A halo brace is an orthotic, or support, that helps immobilize and protect the bones in the neck (cervical spine) following an injury or surgery. The halo brace consists of a halo (ring), a body jacket (vest) and rigid uprights (rods).
The halo is a rigid ring, closed or opened in the back, which surrounds the head and is attached by pins. There can be anywhere from four to 10 pins, depending on the type of halo being used by your physician. The pins are threaded through the halo into the outer portion of the skull. Some halos are pinless, but they are used only in certain situations.
The vest is plastic and sometimes lined with sheepskin. The sheepskin lies against the patient’s body or torso. Rigid rods or “uprights” connect the halo to the vest.
Preparing Your Home for a Child in a Halo Brace
There are many things you can do to prepare your home for your halo patient:
- Identify potential obstacles and tripping hazards, such as shifting rugs, bulky furniture and electrical cords. Remember that balance, center of gravity and coordination will be affected after the halo placement.
- Put away sports equipment, toys and other objects that require a lot of movement to operate, so that your child is not tempted to play with them.
- Consider using a hospital bed for your halo patient, depending on the layout of your home. This can be discussed with your doctor prior to halo placement.
- If possible, adjust the TV or seat to be level with the child’s head. Keep in mind that he or she won’t be able to sit low and look up.
- Keep any large family pets that have the potential to jump up on your child in another room or in an enclosed area away from the patient.
Preparing Your Child for Wearing a Halo
- Consider cutting your child’s hair prior to application of the halo. This will help prevent long hair from catching in the pins, which can complicate halo removal.
- Get ready for your child to be out of school for several months.
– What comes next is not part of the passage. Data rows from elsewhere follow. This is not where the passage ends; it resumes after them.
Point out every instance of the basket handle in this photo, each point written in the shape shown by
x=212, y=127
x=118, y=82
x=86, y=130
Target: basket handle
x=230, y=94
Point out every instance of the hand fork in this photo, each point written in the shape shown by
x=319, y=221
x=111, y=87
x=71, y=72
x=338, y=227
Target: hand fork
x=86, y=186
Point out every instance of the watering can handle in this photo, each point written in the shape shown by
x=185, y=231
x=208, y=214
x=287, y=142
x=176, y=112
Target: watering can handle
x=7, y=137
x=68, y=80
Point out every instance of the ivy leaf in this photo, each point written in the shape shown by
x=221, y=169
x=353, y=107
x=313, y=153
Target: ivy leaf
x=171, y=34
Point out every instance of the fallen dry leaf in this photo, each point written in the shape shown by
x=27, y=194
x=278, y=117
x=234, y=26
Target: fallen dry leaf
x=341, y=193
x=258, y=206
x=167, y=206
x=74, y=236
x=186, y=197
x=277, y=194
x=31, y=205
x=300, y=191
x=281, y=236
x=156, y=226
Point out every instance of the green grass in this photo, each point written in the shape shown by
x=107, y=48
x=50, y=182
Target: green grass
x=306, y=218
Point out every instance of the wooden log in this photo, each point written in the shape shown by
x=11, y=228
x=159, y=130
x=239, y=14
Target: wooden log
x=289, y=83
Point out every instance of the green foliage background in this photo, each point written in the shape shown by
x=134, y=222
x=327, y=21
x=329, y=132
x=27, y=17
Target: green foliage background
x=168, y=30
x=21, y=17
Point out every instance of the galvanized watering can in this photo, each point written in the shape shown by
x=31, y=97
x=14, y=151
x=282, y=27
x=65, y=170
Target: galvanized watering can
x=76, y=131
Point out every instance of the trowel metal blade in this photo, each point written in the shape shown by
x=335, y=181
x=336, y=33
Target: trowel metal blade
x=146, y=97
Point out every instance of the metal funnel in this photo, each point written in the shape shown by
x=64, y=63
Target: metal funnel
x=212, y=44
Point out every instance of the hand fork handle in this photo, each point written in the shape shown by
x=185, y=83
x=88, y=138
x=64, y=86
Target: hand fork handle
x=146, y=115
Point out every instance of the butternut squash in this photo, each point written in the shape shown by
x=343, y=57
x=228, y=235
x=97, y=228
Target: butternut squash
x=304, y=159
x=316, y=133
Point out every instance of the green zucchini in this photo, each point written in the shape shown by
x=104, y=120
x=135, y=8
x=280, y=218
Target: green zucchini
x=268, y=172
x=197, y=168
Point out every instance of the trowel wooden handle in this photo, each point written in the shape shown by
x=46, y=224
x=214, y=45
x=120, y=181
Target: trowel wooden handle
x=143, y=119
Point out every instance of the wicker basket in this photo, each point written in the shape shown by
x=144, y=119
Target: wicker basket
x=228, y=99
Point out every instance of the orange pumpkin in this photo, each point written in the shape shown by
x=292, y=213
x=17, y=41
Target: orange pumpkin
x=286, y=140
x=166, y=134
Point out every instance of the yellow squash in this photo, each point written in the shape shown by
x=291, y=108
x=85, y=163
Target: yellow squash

Make arrangements with your child’s school and teacher to allow your child to do some schoolwork once they are feeling better.
- Some parents suggest getting your child used to wearing a bib prior to surgery so it does not become a struggle once the halo is on.
Talking to Family and Friends About Halo
To prepare your other children for being around a sibling with a halo brace, show them pictures and let them ask questions. Find out if your hospital has a child life program. This type of program will work with children in your family to prepare them for the halo and to answer their questions.
To prepare adults in your family, show them pictures of halo braces or send them to this website. Remind your family and visitors to always wash their hands while in the house. Also remind them that they will not be able to touch the halo or engage in certain play activities once your child comes home.
Preparing for Traveling with a Child in a Halo
If your child travels in a car safety seat, make sure that the seat is high and wide enough to support a halo. If you don’t own a seat that is large enough, consider contacting a physical therapist, an occupational therapist or a nurse at your local hospital. They may be able to lend you a seat, work with you and a local safety organization to borrow a seat or help you with the proper alternatives, such as a harness.
Consider getting a stroller for your child for traveling in malls or through a large hospital. Strollers should have a firm back and be wide and high enough to support a halo. A wheelchair may be necessary for both inside and outside travel. This will be especially important in the first few weeks after surgery while your child regains strength. Wagons have also been helpful for many people.